Wang Ran, Lyu Chengqi, Yu Lvfeng
Department of Stomatology, Shanghai Sixth People's Hospital Affiliated to Shanghai Jiao Tong University School of Medicine, Shanghai, China.
Front Oncol. 2025 May 9;15:1577198. doi: 10.3389/fonc.2025.1577198. eCollection 2025.
Oral cavity-derived cancer pathological images (OPI) are crucial for diagnosing oral squamous cell carcinoma (OSCC), but existing deep learning methods for OPI segmentation rely heavily on large, accurately labeled datasets, which are labor- and resource-intensive to obtain. This paper presents a semi-supervised segmentation method for OPI to mitigate the limitations of scarce labeled data by leveraging both labeled and unlabeled data.
We use the Hematoxylin and Eosin (H&E)-stained oral cavity-derived cancer dataset (OCDC), which consists of 451 images with tumor regions annotated and verified by pathologists. Our method combines transformation uncertainty and multi-scale contrastive learning. The transformation uncertainty estimation evaluates the model's confidence on data transformed via different methods, reducing discrepancies between the teacher and student models. Multi-scale contrastive learning enhances class similarity and separability while reducing teacher-student model similarity, encouraging diverse feature representations. Additionally, a boundary-aware enhanced U-Net is proposed to capture boundary information and improve segmentation accuracy.
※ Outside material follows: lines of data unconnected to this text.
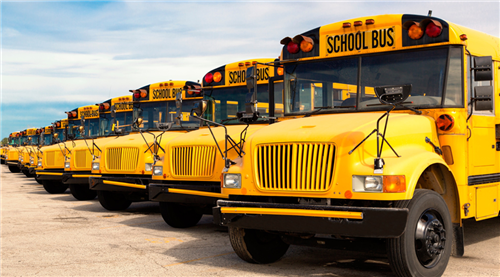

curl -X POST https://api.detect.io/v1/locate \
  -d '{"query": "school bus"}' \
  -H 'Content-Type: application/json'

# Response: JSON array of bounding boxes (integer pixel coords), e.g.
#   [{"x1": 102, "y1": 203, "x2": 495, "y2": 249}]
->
[
  {"x1": 5, "y1": 132, "x2": 21, "y2": 173},
  {"x1": 36, "y1": 105, "x2": 95, "y2": 194},
  {"x1": 214, "y1": 14, "x2": 500, "y2": 276},
  {"x1": 18, "y1": 128, "x2": 40, "y2": 177},
  {"x1": 89, "y1": 81, "x2": 203, "y2": 211},
  {"x1": 62, "y1": 95, "x2": 133, "y2": 200},
  {"x1": 149, "y1": 59, "x2": 283, "y2": 228},
  {"x1": 27, "y1": 125, "x2": 53, "y2": 180}
]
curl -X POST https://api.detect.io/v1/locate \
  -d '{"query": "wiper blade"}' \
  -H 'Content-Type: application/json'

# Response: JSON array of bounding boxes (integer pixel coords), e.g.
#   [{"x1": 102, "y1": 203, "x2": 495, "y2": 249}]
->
[{"x1": 304, "y1": 106, "x2": 356, "y2": 117}]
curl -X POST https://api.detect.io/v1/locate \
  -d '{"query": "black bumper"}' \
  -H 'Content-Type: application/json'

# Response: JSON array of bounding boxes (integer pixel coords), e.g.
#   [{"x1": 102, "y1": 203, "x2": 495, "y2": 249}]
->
[
  {"x1": 36, "y1": 168, "x2": 64, "y2": 182},
  {"x1": 213, "y1": 200, "x2": 408, "y2": 238},
  {"x1": 88, "y1": 176, "x2": 151, "y2": 194},
  {"x1": 62, "y1": 171, "x2": 92, "y2": 186},
  {"x1": 149, "y1": 180, "x2": 227, "y2": 206}
]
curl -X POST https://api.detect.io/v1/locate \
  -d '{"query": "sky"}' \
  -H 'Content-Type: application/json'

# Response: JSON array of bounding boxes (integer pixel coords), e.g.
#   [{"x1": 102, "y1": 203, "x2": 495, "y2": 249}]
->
[{"x1": 0, "y1": 0, "x2": 500, "y2": 138}]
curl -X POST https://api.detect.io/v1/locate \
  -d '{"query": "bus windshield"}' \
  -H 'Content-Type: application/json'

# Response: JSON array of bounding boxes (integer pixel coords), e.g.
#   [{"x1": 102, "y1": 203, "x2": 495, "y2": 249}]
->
[
  {"x1": 205, "y1": 82, "x2": 283, "y2": 124},
  {"x1": 68, "y1": 118, "x2": 99, "y2": 139},
  {"x1": 134, "y1": 100, "x2": 200, "y2": 131},
  {"x1": 99, "y1": 111, "x2": 133, "y2": 136},
  {"x1": 28, "y1": 135, "x2": 39, "y2": 145},
  {"x1": 285, "y1": 47, "x2": 463, "y2": 114},
  {"x1": 42, "y1": 134, "x2": 52, "y2": 145}
]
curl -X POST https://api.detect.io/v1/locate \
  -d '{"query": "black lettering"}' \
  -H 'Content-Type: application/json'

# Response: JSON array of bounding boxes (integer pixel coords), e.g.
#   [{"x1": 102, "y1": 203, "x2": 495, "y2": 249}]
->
[
  {"x1": 326, "y1": 37, "x2": 333, "y2": 54},
  {"x1": 356, "y1": 32, "x2": 363, "y2": 50},
  {"x1": 333, "y1": 36, "x2": 340, "y2": 53},
  {"x1": 340, "y1": 35, "x2": 347, "y2": 52},
  {"x1": 347, "y1": 33, "x2": 354, "y2": 51},
  {"x1": 363, "y1": 32, "x2": 368, "y2": 49},
  {"x1": 379, "y1": 29, "x2": 387, "y2": 47},
  {"x1": 372, "y1": 31, "x2": 378, "y2": 48},
  {"x1": 387, "y1": 28, "x2": 394, "y2": 46}
]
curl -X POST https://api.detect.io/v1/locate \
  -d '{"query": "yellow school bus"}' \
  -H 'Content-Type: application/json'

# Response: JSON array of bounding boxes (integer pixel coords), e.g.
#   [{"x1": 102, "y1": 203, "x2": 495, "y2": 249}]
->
[
  {"x1": 5, "y1": 132, "x2": 21, "y2": 173},
  {"x1": 27, "y1": 125, "x2": 54, "y2": 181},
  {"x1": 36, "y1": 105, "x2": 99, "y2": 194},
  {"x1": 62, "y1": 95, "x2": 133, "y2": 200},
  {"x1": 214, "y1": 14, "x2": 500, "y2": 276},
  {"x1": 19, "y1": 128, "x2": 40, "y2": 177},
  {"x1": 149, "y1": 59, "x2": 283, "y2": 228},
  {"x1": 89, "y1": 81, "x2": 203, "y2": 210}
]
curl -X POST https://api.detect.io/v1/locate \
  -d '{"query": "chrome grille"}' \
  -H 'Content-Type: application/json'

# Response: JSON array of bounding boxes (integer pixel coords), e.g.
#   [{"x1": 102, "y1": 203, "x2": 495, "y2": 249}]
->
[
  {"x1": 255, "y1": 143, "x2": 335, "y2": 192},
  {"x1": 106, "y1": 147, "x2": 139, "y2": 171},
  {"x1": 75, "y1": 150, "x2": 92, "y2": 169},
  {"x1": 171, "y1": 146, "x2": 215, "y2": 177},
  {"x1": 45, "y1": 151, "x2": 56, "y2": 166}
]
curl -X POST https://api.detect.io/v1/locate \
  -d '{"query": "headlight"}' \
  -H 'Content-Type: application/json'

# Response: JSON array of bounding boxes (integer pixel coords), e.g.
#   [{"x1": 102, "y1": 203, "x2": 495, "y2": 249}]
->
[
  {"x1": 224, "y1": 174, "x2": 241, "y2": 189},
  {"x1": 352, "y1": 175, "x2": 384, "y2": 192},
  {"x1": 153, "y1": 166, "x2": 163, "y2": 175}
]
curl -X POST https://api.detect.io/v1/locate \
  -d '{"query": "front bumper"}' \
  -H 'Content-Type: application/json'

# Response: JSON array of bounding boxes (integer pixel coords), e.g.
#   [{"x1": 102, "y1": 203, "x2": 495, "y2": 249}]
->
[
  {"x1": 88, "y1": 175, "x2": 151, "y2": 194},
  {"x1": 149, "y1": 182, "x2": 228, "y2": 206},
  {"x1": 213, "y1": 200, "x2": 408, "y2": 238},
  {"x1": 62, "y1": 171, "x2": 101, "y2": 186},
  {"x1": 36, "y1": 168, "x2": 64, "y2": 182}
]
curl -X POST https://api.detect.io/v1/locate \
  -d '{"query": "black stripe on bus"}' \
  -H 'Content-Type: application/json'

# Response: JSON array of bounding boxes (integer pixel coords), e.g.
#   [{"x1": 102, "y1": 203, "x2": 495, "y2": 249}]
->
[{"x1": 468, "y1": 173, "x2": 500, "y2": 186}]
Experimental results on the OCDC dataset demonstrate that our method outperforms both fully supervised and existing semi-supervised approaches, achieving superior segmentation performance.
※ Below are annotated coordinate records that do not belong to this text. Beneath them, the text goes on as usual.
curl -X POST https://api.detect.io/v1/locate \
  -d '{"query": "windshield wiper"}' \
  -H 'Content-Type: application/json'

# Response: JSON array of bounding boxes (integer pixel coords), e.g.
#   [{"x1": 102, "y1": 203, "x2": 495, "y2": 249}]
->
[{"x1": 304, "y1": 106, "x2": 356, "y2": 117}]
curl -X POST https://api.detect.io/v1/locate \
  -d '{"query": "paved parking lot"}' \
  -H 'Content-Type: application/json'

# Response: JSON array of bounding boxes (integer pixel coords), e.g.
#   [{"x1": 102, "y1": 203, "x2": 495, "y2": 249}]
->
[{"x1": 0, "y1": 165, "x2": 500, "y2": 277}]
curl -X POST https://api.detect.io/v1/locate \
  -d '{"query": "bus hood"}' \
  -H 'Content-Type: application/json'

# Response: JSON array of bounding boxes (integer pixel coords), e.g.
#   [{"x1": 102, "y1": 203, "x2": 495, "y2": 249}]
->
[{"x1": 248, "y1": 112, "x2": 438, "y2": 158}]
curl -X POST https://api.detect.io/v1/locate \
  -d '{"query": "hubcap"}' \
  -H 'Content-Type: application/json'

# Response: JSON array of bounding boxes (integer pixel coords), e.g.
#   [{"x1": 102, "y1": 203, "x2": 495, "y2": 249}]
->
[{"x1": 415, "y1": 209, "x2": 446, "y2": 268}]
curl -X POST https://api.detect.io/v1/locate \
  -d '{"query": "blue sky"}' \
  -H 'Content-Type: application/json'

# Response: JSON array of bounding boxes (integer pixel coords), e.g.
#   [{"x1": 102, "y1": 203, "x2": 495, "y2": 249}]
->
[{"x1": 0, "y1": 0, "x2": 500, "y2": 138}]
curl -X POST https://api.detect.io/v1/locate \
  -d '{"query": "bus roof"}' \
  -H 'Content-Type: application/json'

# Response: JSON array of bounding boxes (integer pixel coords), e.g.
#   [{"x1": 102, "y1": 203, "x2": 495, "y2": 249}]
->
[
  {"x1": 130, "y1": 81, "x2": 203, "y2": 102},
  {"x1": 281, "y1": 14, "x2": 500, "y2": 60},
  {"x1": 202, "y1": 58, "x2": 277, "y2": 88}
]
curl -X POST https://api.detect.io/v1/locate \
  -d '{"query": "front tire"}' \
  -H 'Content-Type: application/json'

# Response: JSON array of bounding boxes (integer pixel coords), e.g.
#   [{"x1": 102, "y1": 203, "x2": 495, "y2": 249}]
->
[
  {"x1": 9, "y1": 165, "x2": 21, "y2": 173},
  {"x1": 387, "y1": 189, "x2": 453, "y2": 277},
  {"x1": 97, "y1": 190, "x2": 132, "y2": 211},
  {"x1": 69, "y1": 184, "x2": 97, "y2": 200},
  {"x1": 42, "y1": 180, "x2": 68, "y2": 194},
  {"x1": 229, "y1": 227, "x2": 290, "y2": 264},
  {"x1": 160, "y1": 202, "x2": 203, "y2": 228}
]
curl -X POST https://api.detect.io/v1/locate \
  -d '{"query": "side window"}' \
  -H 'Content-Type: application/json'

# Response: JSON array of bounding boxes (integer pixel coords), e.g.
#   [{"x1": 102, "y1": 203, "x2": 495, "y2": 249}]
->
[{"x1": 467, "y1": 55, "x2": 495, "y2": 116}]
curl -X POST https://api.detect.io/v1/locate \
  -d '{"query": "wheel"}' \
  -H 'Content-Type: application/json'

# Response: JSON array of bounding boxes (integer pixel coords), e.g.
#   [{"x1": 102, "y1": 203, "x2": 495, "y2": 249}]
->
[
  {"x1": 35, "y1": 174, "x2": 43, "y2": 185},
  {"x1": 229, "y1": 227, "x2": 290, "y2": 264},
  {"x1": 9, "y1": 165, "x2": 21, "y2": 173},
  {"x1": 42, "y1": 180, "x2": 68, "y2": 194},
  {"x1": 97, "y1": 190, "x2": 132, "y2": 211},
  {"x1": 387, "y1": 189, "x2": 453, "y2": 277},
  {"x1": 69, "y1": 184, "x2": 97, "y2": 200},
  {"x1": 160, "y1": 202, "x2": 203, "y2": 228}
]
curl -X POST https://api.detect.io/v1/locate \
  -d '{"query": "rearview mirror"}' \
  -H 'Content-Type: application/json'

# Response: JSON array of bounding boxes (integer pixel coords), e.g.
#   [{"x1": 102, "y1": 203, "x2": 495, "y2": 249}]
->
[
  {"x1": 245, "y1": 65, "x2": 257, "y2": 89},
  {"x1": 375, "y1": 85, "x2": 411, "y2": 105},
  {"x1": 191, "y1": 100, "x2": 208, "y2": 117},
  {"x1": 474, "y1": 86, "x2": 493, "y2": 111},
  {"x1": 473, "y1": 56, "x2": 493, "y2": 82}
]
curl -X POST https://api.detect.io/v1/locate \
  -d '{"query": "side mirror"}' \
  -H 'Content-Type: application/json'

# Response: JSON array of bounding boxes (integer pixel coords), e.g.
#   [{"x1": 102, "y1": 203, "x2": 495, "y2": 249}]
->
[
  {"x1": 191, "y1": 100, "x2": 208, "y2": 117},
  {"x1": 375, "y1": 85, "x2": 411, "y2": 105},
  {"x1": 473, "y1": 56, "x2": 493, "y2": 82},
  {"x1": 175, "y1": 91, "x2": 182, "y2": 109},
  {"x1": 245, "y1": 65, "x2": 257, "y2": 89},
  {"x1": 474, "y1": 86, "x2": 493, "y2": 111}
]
Our semi-supervised method, integrating transformation uncertainty, multi-scale contrastive learning, and a boundary-aware enhanced U-Net, effectively addresses data scarcity and improves segmentation accuracy. This approach reduces the dependency on large labeled datasets, promoting the application of AI in OSCC detection and improving the efficiency and accuracy of clinical diagnoses for OSCC.
口腔来源癌症病理图像(OPI)对于口腔鳞状细胞癌(OSCC)的诊断至关重要,但现有的用于OPI分割的深度学习方法严重依赖大量准确标注的数据集,而获取这些数据集需要耗费大量人力和资源。本文提出一种用于OPI的半监督分割方法,通过利用已标注和未标注数据来减轻稀缺标注数据的局限性。
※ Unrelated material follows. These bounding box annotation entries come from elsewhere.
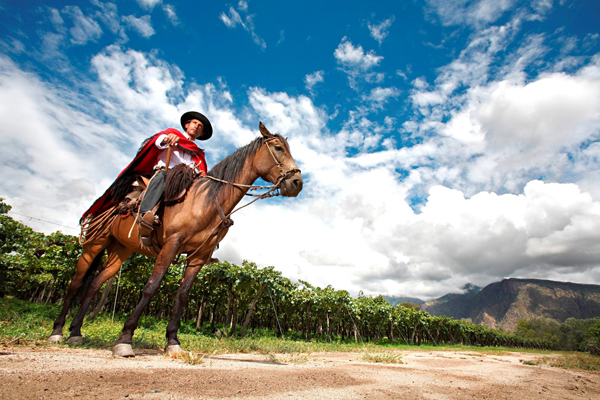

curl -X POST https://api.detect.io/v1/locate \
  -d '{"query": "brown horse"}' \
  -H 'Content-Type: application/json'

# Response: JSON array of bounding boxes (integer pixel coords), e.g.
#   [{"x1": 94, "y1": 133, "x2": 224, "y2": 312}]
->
[{"x1": 48, "y1": 123, "x2": 302, "y2": 357}]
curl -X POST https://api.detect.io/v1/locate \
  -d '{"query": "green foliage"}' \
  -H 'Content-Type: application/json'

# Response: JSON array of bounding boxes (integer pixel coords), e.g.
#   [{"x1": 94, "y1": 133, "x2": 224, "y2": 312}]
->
[{"x1": 0, "y1": 200, "x2": 580, "y2": 352}]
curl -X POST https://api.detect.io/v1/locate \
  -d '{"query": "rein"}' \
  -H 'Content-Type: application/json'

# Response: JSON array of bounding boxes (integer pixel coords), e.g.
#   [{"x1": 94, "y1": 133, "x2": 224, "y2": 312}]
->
[{"x1": 174, "y1": 137, "x2": 300, "y2": 264}]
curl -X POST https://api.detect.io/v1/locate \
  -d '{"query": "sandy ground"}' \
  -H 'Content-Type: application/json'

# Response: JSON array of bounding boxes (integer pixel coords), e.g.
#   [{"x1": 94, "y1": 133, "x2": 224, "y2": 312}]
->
[{"x1": 0, "y1": 347, "x2": 600, "y2": 399}]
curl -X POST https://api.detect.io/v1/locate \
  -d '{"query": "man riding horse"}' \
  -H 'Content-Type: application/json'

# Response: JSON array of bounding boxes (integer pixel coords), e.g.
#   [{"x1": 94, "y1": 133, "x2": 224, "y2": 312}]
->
[{"x1": 81, "y1": 111, "x2": 213, "y2": 247}]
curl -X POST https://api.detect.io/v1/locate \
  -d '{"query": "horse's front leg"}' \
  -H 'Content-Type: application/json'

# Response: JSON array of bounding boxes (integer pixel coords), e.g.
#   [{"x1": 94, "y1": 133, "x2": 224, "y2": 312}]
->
[
  {"x1": 113, "y1": 235, "x2": 181, "y2": 357},
  {"x1": 48, "y1": 237, "x2": 109, "y2": 342},
  {"x1": 165, "y1": 257, "x2": 210, "y2": 354},
  {"x1": 67, "y1": 241, "x2": 133, "y2": 344}
]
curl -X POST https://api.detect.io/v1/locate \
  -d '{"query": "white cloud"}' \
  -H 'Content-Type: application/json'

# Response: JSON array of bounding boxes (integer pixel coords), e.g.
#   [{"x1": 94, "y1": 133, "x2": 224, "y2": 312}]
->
[
  {"x1": 137, "y1": 0, "x2": 162, "y2": 11},
  {"x1": 364, "y1": 87, "x2": 400, "y2": 108},
  {"x1": 427, "y1": 0, "x2": 514, "y2": 25},
  {"x1": 163, "y1": 4, "x2": 181, "y2": 26},
  {"x1": 62, "y1": 6, "x2": 102, "y2": 45},
  {"x1": 0, "y1": 57, "x2": 126, "y2": 234},
  {"x1": 333, "y1": 37, "x2": 383, "y2": 89},
  {"x1": 304, "y1": 71, "x2": 325, "y2": 94},
  {"x1": 333, "y1": 37, "x2": 383, "y2": 71},
  {"x1": 219, "y1": 1, "x2": 267, "y2": 50},
  {"x1": 123, "y1": 15, "x2": 155, "y2": 38},
  {"x1": 368, "y1": 15, "x2": 396, "y2": 46}
]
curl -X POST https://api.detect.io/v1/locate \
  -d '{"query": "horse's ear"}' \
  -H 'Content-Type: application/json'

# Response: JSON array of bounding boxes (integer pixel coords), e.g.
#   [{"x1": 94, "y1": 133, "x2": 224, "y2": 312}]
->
[{"x1": 258, "y1": 122, "x2": 273, "y2": 139}]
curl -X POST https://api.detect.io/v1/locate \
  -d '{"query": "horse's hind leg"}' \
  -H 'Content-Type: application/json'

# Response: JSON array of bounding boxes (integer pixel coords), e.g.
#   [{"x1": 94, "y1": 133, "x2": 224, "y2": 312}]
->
[
  {"x1": 165, "y1": 260, "x2": 206, "y2": 354},
  {"x1": 67, "y1": 240, "x2": 133, "y2": 344},
  {"x1": 48, "y1": 236, "x2": 110, "y2": 342},
  {"x1": 113, "y1": 236, "x2": 181, "y2": 357}
]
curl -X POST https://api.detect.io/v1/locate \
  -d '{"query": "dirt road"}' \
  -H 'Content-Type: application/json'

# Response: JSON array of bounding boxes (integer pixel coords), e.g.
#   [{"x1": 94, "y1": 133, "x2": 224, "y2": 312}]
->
[{"x1": 0, "y1": 347, "x2": 600, "y2": 399}]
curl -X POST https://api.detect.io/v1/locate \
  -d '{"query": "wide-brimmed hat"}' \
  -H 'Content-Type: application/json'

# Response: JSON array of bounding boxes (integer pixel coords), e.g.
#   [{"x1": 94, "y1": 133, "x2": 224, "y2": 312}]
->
[{"x1": 181, "y1": 111, "x2": 212, "y2": 140}]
我们使用苏木精和伊红(H&E)染色的口腔来源癌症数据集(OCDC),该数据集由451张图像组成,肿瘤区域由病理学家进行标注和验证。我们的方法结合了变换不确定性和多尺度对比学习。变换不确定性估计评估模型对通过不同方法变换后的数据的置信度,减少教师模型和学生模型之间的差异。多尺度对比学习增强类相似性和可分离性,同时降低教师 - 学生模型相似性,鼓励多样化的特征表示。此外,还提出了一种边界感知增强U-Net来捕捉边界信息并提高分割精度。
在OCDC数据集上的实验结果表明,我们的方法优于全监督和现有的半监督方法,实现了卓越的分割性能。
我们的半监督方法,集成了变换不确定性、多尺度对比学习和边界感知增强U-Net,有效解决了数据稀缺问题并提高了分割精度。这种方法减少了对大量标注数据集的依赖,促进了人工智能在OSCC检测中的应用,并提高了OSCC临床诊断的效率和准确性。